How Under-Regulated ART Hurts the Best Intentioned

I’ve been thinking about the surrogacy gone awry I wrote about last time.   I think (as do some of those who commented) that the fault must like with the surrogacy agency that appears to have allowed people to go forward with a surrogacy arrangement without full counselling, etc.    Of course, I don’t know this for sure, but it looks like it to me.

It isn’t the first time I’ve written about a case where all sorts of trouble was created by an incompetent or unscrupulous agency or individual working in the ART field.   And I have no doubt that some shoddy or dishonest actions are motivated primarily by greed–after all, the surrogacy agency doesn’t get paid until the deal is made.  

But here’s the thing there is rarely time to write about:  I know a lot of people who work in this field and they are fine, ethical, honest, hard-working people.  Sure, they make a living.   But they’d never compromise a client’s interest to make more money.  And they’re alert–maybe even hyper-alert–to potential conflicts of interest (as you might see if you represent both surrogates and IPs.)

I suspect it is like any other profession–there are some very bad lawyers.  There are some dishonest lawyers.  There are lawyers who put their own interests ahead of their client’s interests.   But that’s not most lawyers.  And it’s not most people who work in ART.

The problem, it seems to me, is two-fold.  One is that when ART goes awry it creates situations that often become fodder for the press., which means we read about them or see them on TV or whatever.  That gives you an exaggerated sense of how frequent misbehavior is.

The other piece is that ART is, in many ways, rather lightly regulated.   That means there’s a lot of room for variation. Sometimes rather sloppy practices might be okay for a time–until suddenly something goes wrong.

I can imagine that many people who work in ART are not eager to see more regulation, but I wonder if it would actually help the legitimate, careful and responsible practitioners by making it a little bit easier to weed out the rest.
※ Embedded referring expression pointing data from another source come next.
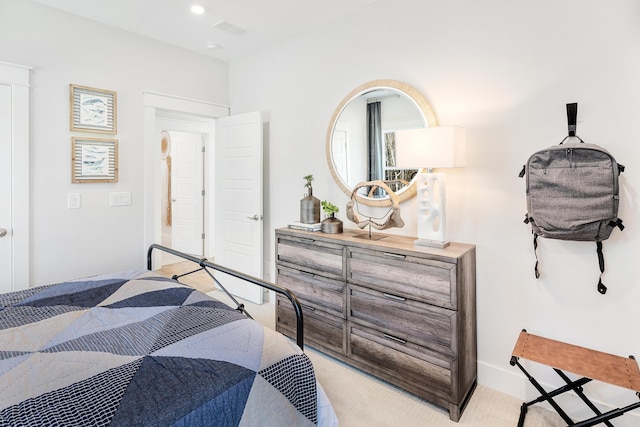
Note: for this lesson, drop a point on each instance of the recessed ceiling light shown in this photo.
(197, 9)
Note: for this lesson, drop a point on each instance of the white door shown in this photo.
(187, 192)
(14, 177)
(238, 225)
(6, 256)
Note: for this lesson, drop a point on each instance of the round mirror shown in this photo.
(361, 139)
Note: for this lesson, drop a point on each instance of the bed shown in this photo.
(139, 349)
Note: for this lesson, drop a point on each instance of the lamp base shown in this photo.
(370, 236)
(431, 243)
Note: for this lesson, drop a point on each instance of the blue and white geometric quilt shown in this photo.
(144, 351)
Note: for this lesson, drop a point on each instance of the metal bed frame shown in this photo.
(208, 266)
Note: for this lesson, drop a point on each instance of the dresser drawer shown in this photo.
(320, 329)
(401, 362)
(309, 254)
(410, 320)
(420, 279)
(311, 289)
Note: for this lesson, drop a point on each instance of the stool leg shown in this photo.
(578, 391)
(523, 413)
(543, 393)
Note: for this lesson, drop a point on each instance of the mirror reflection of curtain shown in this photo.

6 responses to “How Under-Regulated ART Hurts the Best Intentioned

  1. Seems perfectly reasonable to have regulations that encourage best practices. Would make the field stronger, an outcome I fully support.

  2. what are some potntial regulations that could have prevented this mess?

    • Perhaps a psychological screening by someone not affiliated with the clinic so there is no financial incentive to push a poor match through.

    • I’m not an expert but some that come to mind: Requiring separate and independent counselling (which could be legal and/or psychological) of both IPs and potential surrogates, preferably by counsellors who have no financial interest in deals being made; requiring training for the counsellors so that they know the relevant risks to discuss; requiring that some information (like that no one can force a woman to have an abortion) be made available to all those involved. I don’t know for sure that these would be practical, but something akin to them would be, it seems to me. Perhaps as a model one could look to adoption. In that field various disclosures, etc. are required, I think, and as I understand it, it has made the practice of open adoption much smoother.

  3. Before we go down a regulatory pathway, we have to truly understand the complete marketplace. I do not think that appreciation exists as yet. There is no doubt that rogue agencies exists. There is no doubt that rogue clinics exist. But there are also rogue parents which are need to be addressed as well. I suspect rogue parents create more problems then the other two combined.
    I speak with Judges all the time who are approached by Pro Se Parents who cobble together a DIY Surrogacy. Many of these so called Petition for Parentage applications are denied because of a myriad of problems in the process (murky as to the insemination or transfer) or legal requirements (fatal contract or legal basis errors).
    Regulation may be the appropriate response to a media created frenzy. However, any regulatory attempt should be comprehensive so as to address the greatest avenue for abuse, not just the ones that make the 5 o’clock news.